シタマチコウベシタマチコウベ

2020.12.04

吉田敦史 1st week 下町のダンサー

4月、神戸・三宮の東遊園地に、軽快なアフリカ音楽が流れていた。男性がドレッドヘアを揺らしながら、そばにいる女性とスマートフォンの画面に映し出された別の女性に、ダンスを教えている。

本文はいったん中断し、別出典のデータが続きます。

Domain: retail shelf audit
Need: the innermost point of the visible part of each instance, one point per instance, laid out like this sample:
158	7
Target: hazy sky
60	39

男性は西アフリカ、トーゴ出身のダンサー、アラン・シナンジャ(31)=神戸市長田区。新型コロナウイルス感染症の拡大で、普段アフリカンダンス教室を開いていたスタジオが使えなくなり、夜の公園でレッスンを行うようになった。オンラインでの指導では「エナジー」を感じられないと、もどかしさを募らせていた。

 

アランは2017年、NPO法人ダンスボックス(神戸市長田区)による長期育成プログラム「国内ダンス留学@神戸」の6期生として来日した。「国内留学」に初めて海外から参加した4人のうちの1人。

修了後も神戸に根を張り、国内外で活躍してきた。同期のダンサー松縄春香(33)と結婚し、2019年5月に長男モタンを授かった。

だが充実した日々は2020年、新型コロナで一変した。公演やレッスンはなくなり、決まって間もないホテルマンの仕事も休みになった。自宅アパートや夜の公園で独り、踊った。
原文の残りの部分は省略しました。